Me Shining

by Grace Segran

Honorable Mention – Flash 405, June 2020: “International Travel”
Nonfiction


Flash 405, June 2020: International Travel - Me Shining by Grace Segran

 

I crossed the parking lot at Barbados’ Grantley Adams Airport and made a beeline for the bus shelter. The ZR (pronounced “Zed R”), a private minivan bus service, came along almost immediately, heading in the direction of Saint Lawrence Gap, where my hotel was.

My fascination with Barbados began four decades ago while I was in high school. I played Tituba in Arthur Miller’s play The Crucible in my hometown of Alor Star on the Malaysian Peninsula. Tituba was the slave from Barbados, the only non-white character in the large cast set in Salem, Massachusetts; the most visible invisible person in the community she lived in.

Riding the ZR became the highlight of my trip. I knew I was in for a good ride every time I hailed a ZR blaring contagious island music. I loved the camaraderie; it felt like we were all one family riding together. There was always someone who shimmied to the beat or sang quietly to the song that was playing, oblivious to the audience. And sometimes with gay abandon—like the driver’s assistant who sat at the back with us whose job was to collect the fare, open and close the door, solicit customers as we whizzed past a potential one walking in the same direction as the bus, and help folks carry shopping bags while they tumbled into their seat in the van. Everything worked like clockwork in the 18-seater. When the empty spots in the bus began to fill up, passengers moved silently and with the precision of working a Rubik’s Cube to achieve a perfectly filled van. And they did it happily; no huffs or sulks because someone with too many bags from the market was cramming their space. Unlike my predominantly white neighborhood in Boston where the #74 Belmont bus passenger looks at me with a smirk from her peripheral vision, as I arrange the Market Basket shopping bags neatly at my feet and on my lap. Here in Barbados, I felt I belonged.
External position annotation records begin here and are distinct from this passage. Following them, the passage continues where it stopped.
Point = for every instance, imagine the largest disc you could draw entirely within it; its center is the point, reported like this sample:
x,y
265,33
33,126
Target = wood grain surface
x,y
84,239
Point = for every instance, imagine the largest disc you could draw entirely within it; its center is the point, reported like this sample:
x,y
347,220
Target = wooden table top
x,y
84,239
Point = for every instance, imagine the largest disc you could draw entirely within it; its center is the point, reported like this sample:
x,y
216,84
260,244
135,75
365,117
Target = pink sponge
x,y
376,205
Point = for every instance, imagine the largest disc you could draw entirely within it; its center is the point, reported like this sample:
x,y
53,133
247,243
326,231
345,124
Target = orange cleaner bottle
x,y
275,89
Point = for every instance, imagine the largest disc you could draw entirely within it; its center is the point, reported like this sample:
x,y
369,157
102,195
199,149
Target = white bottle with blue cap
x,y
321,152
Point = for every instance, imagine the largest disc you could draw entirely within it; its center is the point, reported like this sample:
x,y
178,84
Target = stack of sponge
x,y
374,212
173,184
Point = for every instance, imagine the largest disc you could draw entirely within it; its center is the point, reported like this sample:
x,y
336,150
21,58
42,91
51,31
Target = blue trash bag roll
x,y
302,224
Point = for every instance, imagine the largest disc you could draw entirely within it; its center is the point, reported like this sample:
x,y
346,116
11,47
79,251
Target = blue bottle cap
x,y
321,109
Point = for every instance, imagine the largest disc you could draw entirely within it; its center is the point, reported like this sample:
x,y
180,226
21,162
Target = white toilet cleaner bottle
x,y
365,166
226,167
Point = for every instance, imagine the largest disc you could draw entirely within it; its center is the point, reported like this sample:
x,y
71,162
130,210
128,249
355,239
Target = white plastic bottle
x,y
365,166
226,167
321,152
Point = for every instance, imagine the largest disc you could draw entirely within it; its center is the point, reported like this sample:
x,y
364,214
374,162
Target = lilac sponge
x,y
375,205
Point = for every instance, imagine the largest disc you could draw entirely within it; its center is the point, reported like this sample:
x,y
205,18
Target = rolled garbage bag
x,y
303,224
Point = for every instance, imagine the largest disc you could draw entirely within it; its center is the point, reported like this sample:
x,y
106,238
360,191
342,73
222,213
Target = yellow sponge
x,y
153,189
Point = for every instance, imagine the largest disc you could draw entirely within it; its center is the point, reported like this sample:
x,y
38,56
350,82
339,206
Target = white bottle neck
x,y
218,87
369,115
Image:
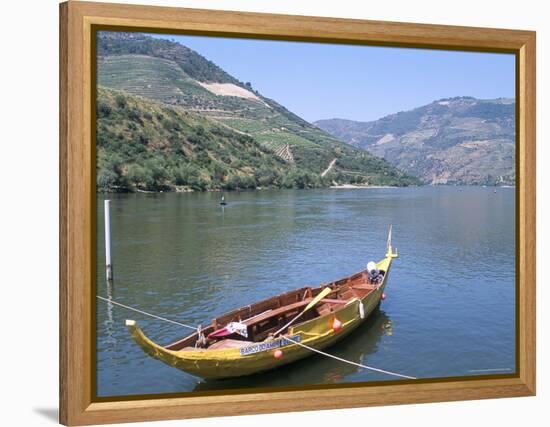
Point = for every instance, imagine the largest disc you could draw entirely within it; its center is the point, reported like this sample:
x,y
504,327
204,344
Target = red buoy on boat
x,y
336,325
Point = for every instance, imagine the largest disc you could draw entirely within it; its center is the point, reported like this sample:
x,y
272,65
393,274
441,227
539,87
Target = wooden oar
x,y
313,302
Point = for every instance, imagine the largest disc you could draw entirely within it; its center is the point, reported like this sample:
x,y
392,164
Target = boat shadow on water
x,y
316,369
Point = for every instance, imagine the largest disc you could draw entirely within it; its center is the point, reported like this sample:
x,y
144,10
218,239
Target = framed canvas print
x,y
265,213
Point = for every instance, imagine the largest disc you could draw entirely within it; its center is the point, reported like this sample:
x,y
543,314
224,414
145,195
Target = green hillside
x,y
461,140
193,92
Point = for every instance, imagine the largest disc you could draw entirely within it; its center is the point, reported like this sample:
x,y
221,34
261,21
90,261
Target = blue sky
x,y
321,81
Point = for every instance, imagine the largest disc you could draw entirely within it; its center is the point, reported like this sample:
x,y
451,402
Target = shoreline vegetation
x,y
147,146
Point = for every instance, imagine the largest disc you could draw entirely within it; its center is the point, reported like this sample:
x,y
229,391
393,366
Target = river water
x,y
450,307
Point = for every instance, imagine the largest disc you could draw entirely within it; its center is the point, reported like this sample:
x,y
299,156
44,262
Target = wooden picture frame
x,y
77,208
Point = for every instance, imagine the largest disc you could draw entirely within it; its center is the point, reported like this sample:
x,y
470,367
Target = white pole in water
x,y
108,263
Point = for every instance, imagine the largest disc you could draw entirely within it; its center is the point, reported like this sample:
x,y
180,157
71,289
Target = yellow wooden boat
x,y
265,336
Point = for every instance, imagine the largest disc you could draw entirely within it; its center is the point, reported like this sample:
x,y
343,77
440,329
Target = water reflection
x,y
182,257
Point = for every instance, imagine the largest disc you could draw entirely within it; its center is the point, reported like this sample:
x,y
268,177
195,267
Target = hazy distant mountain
x,y
460,140
168,117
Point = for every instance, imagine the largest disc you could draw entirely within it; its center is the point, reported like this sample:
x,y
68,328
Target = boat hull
x,y
316,333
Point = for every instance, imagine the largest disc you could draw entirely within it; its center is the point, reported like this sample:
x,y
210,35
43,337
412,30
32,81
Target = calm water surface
x,y
450,309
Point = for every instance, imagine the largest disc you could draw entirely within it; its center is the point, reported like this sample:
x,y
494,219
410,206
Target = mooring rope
x,y
370,368
107,300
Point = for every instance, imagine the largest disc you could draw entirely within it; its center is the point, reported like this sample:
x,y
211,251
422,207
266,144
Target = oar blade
x,y
318,298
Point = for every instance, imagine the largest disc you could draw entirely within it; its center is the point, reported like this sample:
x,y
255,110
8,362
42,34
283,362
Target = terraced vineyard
x,y
172,74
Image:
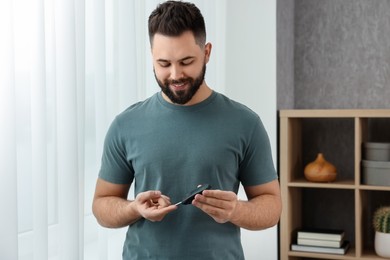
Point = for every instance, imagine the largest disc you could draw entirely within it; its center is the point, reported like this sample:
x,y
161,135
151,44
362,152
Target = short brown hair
x,y
172,18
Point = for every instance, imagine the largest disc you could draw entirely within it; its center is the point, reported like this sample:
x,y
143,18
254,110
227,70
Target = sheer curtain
x,y
67,67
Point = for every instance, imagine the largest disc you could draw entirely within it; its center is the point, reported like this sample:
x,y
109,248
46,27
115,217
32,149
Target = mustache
x,y
177,81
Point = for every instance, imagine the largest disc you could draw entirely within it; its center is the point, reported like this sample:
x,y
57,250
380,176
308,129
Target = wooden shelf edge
x,y
335,113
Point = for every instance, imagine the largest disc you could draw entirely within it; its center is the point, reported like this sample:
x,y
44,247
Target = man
x,y
181,137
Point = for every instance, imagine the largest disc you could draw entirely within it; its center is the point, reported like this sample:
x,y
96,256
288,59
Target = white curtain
x,y
67,67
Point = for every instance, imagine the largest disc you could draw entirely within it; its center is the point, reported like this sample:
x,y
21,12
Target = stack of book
x,y
321,241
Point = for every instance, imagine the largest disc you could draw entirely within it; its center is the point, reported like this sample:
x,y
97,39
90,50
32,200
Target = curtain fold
x,y
67,130
38,132
8,183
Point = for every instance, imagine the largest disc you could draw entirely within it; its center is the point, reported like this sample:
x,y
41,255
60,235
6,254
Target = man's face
x,y
179,66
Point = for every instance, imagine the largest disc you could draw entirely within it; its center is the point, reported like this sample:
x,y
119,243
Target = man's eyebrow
x,y
181,60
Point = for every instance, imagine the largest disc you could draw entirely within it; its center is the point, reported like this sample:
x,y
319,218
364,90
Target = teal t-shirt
x,y
171,148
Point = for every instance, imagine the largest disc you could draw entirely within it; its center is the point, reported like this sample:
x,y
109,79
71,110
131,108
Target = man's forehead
x,y
174,47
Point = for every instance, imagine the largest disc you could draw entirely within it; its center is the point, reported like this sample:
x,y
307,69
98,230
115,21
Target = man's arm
x,y
261,211
112,209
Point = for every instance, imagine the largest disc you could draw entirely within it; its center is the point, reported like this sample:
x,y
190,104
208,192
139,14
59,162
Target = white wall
x,y
251,79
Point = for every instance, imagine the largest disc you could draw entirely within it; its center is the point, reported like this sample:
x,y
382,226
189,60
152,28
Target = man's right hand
x,y
152,205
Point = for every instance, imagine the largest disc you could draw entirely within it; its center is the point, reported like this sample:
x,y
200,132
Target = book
x,y
321,249
319,242
321,234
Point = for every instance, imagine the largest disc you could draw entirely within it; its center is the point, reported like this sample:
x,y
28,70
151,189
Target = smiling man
x,y
181,137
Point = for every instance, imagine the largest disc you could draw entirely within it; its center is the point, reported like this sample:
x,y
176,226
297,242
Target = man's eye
x,y
164,64
185,63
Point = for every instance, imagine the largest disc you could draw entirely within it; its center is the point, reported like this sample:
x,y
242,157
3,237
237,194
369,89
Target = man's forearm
x,y
258,213
114,212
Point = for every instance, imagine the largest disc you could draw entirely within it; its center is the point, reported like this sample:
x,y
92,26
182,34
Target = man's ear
x,y
207,51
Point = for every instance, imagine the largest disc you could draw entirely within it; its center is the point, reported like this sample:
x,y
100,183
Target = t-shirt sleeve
x,y
257,166
115,167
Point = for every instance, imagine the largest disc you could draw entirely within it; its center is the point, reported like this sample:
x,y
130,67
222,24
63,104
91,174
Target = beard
x,y
183,96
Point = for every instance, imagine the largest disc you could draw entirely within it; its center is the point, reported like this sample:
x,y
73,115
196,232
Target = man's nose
x,y
176,72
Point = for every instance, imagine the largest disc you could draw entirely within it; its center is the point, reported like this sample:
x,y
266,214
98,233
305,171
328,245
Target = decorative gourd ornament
x,y
320,170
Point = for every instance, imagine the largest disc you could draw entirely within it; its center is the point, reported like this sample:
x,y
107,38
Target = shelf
x,y
349,255
342,184
346,203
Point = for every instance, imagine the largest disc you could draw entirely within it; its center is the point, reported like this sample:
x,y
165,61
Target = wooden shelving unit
x,y
343,204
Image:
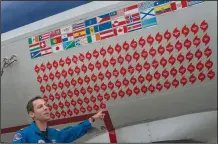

I flagged the ZR for Grantley Adams Airport a week after I arrived. The ZR operator pulled my suitcase up as I climbed in, while she sang contralto to homegrown Rihanna’s “Diamond” streaming from the radio. The sea glistened in the noonday sun on my right, the warm dusty air blew gently in my face. Tituba. She shining. She home.

 

 


Judge’s Comments:
Me Shining is about the thrill of finding community, and acceptance, in a strange and foreign land, a feeling the narrator’s current city doesn’t provide. You wouldn’t think a private minivan transport service, on a tiny island at the edge of the Caribbean, would be brimming with such life, joy, and music, but the author brings the scene alive, and presents such a clear picture, I felt the same sense of belonging that the visiting narrator came to know. References to The Crucible frame this story. They show the author’s expertise, as well as an ability to make connections, in the same way that connection with a new community enriches the narrator’s life.

Grace Segran is a former journalist and global nomad who lives in Boston, Massachussetts. Her work has been published in Columbia Journal, Pangyrus, The Common, Brevity, The Smart Set, and elsewhere. She was a finalist in Columbia Journal’s 2019 Fall Contest and the winner of the 2019 Keats Literary Competition.